There will still be undiagnosed diseases of non-genetic origin, and that will be the next challenge. “Today we are aiming at diagnosing genetic diseases. But along the way we also discovered undiagnosed infectious diseases,” says Kohane. They hope that, in the future, studies that examined the association between illness and the environment will allow the diagnosing of serious diseases whose origin is environmental. In the meantime, genetics is the more accessible field.

If you found that a patient had a rare genetic disease, how can it be treated today?

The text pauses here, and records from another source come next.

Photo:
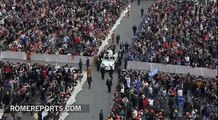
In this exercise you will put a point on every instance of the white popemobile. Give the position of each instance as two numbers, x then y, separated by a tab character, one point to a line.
109	60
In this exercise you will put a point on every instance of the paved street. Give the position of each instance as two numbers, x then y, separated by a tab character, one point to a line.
97	97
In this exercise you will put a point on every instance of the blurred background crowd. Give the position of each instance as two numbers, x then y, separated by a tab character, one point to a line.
178	32
57	26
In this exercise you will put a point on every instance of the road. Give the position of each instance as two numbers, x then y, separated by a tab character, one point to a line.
97	97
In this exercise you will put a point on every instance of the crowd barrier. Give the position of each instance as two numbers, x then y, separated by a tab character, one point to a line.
72	98
45	57
105	42
198	71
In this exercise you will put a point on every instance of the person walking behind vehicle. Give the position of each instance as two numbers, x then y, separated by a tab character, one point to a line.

Kohane: “First, the very fact that you have an answer is already a big relief. It puts an end to the endless examinations, the self-blame, the people who claim that it’s all in your head, and the useless attempts of many treatments. “

Several diseases already have treatments today. We had an example in the Network of a child who stopped walking at the age of 5-6 and began to accrue motor impairments. When they found his genetic deficiency, they could concoct a personalized cocktail of neurotransmitters that within a few months brought him back to walking and talking.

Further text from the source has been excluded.